Nigeria debates whether to hold election debate
Wednesday, March 16, 2011; 1:49 PM
ABUJA, Nigeria -- In Nigeria's young democracy, the major debate over the coming presidential election appears to be whether to have a debate at all.
Televised debates have yet to take hold in Nigeria, where political discourse often simply amounts to rowdy rallies and stern-faced posters of politicians plastered to bridge pillars. The last memorable debate that aired across the oil-rich nation involved candidates in an annulled 1993 election widely perceived as the country's most credible poll in its 50 years of independence.
Now, there's an effort to change that as a crucial presidential election looms. A youth-oriented group on Wednesday called for a debate between presidential contenders. A satellite television news channel plans a debate for later this week while others also consider the idea.

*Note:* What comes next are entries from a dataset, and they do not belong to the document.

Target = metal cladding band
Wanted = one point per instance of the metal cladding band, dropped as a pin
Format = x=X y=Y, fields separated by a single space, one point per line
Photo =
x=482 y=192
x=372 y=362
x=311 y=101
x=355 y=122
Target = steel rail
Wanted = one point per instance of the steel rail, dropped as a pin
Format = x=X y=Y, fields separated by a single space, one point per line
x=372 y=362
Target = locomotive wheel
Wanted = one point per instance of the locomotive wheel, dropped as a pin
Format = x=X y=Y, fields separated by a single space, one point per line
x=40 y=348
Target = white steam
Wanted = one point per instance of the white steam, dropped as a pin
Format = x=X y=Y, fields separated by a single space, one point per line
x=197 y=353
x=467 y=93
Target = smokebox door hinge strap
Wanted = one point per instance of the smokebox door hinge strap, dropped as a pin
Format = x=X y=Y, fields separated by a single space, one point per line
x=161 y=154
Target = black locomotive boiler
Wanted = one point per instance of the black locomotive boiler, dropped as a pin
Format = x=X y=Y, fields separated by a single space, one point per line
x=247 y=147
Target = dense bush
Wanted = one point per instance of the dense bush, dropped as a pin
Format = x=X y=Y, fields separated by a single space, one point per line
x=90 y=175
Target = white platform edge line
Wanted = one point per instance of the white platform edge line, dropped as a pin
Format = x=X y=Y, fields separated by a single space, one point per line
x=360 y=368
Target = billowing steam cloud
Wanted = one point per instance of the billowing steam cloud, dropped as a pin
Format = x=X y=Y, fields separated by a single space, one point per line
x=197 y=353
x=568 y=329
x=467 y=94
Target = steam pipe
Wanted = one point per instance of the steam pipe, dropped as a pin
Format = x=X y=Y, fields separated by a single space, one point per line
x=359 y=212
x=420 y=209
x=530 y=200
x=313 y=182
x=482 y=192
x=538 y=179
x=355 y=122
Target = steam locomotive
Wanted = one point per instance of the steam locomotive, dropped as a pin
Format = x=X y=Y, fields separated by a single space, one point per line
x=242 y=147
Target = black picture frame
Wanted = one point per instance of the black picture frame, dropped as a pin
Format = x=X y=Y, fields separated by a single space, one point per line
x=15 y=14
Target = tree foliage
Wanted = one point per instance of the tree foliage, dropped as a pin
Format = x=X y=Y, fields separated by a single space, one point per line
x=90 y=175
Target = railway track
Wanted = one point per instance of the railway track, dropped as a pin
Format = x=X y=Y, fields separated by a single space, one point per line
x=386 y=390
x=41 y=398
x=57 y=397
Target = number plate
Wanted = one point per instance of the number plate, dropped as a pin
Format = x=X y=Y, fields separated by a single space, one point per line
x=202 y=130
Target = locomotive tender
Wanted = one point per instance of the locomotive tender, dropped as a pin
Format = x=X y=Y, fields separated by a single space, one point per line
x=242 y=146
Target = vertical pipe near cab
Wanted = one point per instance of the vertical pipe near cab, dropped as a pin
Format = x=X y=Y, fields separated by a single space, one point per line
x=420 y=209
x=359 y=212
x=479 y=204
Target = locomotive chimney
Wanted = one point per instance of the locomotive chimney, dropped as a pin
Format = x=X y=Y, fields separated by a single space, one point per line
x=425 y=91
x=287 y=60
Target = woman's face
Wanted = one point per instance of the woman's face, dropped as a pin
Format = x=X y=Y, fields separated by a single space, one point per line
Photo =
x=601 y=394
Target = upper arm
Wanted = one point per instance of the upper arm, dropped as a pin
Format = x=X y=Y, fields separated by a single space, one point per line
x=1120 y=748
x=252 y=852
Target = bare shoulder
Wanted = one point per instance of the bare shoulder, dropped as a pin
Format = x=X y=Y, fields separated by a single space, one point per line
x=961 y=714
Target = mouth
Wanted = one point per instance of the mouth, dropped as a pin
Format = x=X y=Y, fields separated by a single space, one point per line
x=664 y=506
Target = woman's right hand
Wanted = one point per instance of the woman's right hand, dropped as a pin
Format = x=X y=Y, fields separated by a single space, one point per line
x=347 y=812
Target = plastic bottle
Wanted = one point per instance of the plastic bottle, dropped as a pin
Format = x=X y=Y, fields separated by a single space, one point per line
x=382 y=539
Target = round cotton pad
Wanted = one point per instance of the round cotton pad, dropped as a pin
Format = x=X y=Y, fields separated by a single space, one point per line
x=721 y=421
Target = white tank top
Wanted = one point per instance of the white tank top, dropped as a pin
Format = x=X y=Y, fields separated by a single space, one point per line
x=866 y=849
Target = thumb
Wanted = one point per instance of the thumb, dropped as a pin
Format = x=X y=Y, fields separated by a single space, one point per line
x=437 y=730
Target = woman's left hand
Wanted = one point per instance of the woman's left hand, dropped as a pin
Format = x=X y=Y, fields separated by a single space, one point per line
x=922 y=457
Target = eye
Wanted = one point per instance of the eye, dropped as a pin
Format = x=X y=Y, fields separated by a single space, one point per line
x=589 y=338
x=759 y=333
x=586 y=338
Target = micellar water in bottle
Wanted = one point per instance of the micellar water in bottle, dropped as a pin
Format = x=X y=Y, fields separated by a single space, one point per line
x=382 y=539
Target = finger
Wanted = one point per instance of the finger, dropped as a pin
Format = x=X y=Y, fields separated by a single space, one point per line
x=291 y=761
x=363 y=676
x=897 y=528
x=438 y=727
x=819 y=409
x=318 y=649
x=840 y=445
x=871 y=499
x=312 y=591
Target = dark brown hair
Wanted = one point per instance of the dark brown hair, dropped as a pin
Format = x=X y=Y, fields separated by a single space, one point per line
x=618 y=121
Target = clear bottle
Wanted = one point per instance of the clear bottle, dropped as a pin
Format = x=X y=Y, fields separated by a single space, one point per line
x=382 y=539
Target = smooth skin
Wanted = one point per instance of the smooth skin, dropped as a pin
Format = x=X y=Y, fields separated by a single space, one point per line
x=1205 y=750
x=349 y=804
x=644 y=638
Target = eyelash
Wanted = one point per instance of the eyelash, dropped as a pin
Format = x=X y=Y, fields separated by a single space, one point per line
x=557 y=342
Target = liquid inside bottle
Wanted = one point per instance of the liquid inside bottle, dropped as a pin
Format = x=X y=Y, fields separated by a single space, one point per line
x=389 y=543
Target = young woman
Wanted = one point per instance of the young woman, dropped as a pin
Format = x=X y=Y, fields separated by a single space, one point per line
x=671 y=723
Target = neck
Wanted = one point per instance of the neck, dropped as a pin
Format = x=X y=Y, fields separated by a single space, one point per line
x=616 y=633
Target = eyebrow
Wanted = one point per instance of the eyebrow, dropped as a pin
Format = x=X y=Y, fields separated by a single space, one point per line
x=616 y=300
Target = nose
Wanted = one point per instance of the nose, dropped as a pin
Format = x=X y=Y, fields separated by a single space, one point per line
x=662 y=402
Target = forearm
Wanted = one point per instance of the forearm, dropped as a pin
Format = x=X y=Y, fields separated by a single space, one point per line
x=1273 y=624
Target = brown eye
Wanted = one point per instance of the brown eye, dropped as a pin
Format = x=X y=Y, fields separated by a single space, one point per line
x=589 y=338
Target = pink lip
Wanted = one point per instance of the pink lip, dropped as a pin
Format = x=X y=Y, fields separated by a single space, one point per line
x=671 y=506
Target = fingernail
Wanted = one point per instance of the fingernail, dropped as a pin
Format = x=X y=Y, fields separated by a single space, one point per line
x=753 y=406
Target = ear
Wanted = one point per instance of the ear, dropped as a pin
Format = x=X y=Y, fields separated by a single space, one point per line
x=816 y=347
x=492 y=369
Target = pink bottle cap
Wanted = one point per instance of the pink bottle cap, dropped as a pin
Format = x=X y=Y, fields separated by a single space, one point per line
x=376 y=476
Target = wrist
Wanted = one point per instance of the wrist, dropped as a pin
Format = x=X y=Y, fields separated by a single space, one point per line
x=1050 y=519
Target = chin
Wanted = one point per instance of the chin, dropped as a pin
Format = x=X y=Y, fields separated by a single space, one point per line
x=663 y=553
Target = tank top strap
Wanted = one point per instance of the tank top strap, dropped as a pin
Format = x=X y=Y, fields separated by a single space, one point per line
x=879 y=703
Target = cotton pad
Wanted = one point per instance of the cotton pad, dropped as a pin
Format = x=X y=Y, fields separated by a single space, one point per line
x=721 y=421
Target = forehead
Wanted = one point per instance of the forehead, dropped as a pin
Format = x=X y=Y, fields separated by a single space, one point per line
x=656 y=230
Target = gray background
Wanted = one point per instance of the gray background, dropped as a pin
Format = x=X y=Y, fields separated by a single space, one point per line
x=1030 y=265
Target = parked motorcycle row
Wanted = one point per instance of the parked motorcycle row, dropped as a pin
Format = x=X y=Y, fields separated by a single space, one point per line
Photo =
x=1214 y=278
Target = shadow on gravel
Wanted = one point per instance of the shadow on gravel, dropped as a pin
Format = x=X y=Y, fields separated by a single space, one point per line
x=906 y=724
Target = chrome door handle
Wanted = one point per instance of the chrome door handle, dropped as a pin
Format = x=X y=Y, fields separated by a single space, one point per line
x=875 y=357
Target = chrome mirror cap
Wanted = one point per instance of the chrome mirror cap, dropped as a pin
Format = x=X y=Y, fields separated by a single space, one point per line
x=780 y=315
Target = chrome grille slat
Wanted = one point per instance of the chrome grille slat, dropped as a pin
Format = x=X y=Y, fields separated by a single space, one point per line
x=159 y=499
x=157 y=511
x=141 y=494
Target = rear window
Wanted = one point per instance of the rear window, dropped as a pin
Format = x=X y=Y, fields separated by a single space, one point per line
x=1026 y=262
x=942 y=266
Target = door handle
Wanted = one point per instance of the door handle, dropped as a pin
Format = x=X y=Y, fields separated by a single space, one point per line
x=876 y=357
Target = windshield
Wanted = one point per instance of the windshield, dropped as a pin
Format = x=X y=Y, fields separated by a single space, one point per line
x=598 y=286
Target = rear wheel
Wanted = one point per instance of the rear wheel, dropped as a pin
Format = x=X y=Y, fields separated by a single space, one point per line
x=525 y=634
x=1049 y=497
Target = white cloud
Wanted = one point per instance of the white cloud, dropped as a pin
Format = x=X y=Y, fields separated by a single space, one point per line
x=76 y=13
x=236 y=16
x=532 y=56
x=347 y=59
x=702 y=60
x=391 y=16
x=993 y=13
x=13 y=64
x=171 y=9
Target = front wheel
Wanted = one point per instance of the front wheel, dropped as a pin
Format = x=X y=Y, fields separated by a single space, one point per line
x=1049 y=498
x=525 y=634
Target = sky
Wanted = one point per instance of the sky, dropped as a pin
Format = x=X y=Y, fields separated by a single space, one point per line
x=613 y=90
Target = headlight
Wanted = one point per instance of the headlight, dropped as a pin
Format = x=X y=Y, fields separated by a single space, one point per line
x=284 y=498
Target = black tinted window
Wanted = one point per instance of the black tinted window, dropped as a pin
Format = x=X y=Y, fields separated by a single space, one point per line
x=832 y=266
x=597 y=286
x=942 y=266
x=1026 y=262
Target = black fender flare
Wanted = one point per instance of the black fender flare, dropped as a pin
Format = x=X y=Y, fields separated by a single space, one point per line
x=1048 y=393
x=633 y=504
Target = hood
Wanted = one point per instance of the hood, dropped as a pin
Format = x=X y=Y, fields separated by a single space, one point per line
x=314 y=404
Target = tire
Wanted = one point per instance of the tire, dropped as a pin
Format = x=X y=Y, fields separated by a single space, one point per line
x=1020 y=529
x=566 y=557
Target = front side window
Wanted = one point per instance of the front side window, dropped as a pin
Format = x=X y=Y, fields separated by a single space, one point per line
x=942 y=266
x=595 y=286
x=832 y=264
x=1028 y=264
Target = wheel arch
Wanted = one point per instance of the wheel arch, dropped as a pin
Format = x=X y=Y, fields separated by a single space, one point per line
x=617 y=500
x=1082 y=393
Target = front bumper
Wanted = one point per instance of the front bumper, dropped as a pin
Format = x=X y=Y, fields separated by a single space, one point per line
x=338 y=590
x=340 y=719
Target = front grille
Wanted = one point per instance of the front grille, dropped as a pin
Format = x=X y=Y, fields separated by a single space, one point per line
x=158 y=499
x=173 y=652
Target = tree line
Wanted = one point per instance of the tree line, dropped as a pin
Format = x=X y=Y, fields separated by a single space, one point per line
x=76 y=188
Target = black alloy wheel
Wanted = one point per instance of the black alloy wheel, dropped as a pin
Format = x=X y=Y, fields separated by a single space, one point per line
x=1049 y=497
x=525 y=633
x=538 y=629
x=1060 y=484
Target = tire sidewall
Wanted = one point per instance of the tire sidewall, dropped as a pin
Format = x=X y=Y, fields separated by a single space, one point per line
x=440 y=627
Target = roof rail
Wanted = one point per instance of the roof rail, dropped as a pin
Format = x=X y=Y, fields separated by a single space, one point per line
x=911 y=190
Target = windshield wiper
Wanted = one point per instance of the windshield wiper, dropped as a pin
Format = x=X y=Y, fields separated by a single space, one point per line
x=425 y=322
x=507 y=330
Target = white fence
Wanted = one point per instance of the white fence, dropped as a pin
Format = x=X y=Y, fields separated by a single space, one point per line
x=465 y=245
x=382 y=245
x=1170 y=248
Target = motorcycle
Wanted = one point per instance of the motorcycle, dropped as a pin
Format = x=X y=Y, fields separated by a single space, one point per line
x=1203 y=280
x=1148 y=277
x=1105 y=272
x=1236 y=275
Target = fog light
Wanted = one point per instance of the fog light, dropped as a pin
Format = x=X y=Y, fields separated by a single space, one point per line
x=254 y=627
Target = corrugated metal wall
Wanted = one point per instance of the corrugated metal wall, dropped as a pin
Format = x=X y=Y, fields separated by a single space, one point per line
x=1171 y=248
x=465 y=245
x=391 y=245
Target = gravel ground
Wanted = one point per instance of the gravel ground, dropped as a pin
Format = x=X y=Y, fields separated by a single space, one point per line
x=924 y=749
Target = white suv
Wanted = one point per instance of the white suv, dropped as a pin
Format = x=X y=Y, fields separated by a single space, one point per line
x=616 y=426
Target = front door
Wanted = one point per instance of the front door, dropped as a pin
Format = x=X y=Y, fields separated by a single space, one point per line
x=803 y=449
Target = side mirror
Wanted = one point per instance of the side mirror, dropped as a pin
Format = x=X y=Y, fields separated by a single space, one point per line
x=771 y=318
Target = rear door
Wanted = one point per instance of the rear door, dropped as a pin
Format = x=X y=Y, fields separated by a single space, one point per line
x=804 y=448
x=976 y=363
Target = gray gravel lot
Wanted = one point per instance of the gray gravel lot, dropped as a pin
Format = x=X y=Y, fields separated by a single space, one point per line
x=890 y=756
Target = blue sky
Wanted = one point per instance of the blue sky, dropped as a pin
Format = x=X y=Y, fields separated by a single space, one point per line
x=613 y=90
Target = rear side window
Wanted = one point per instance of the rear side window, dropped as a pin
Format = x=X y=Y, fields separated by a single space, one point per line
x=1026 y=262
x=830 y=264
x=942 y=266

"The time for frivolous rhetoric has long passed," said Amara Nwankpa, a 32-year-old activist associated with the youth debate group called What About Us?
"I think it is now time for us to soberly and seriously look at each of the candidates," he said.
Nigerians will vote for a new president April 9 in the middle of three weeks of elections for state and federal positions. The leading candidate is President Goodluck Jonathan, the nominee of the ruling People's Democratic Party. Jonathan's face can be seen on billboards, buses and advertisements everywhere in Abuja, Nigeria's capital, a sign of the ruling party's muscle and money.
But policy often takes a back seat at the rallies Jonathan flies off to across Nigeria's 36 states. The same can be said for candidates of other regional opposition parties challenging Jonathan, as politics comes down to personality and the promise of lucrative government contracts bankrolled by the nation's oil revenues.
While the ruling party candidate, Jonathan still remains something of an enigma to some Nigerians. The marine biologist, who is fond of traditional black caftans and bowler hats, took over the presidency after the May 2010 death of elected leader Umaru Yar'Adua. Jonathan is soft-spoken and an academic, very different from former military ruler and President Olusegun Obasanjo, whose verbal antics still make headlines.
Jonathan's personality and trouble with speechmaking likely makes some in the ruling party hesitant to put him on a stage with other contenders. Vice President Nnamdi Sambo also didn't attend a debate last week hosted by an upstart satellite news channel.
The reluctance to attend debates has drawn criticism and a strong response from presidential spokesman Ima Niboro. Niboro issued a statement promising the ruling party's candidates would attend yet-to-be-announced debates organized by the Broadcasting Organizations of Nigeria.
"It is preposterous to insinuate that the duo are reluctant or afraid of a debate with other presidential candidates as it ought to obvious that they have no reason to be hesitant about debating any of the candidates being presented by other political parties," Niboro wrote.
However, such a presidential debate hasn't happened in Nigeria since 1993. Then, politicians Moshood Abiola and Bashir Tofa debated over who should replace the military government of Gen. Ibrahim Babangida. The election brought out voters in droves and likely would have secured Abiola's presidency had Babangida not thrown out the results.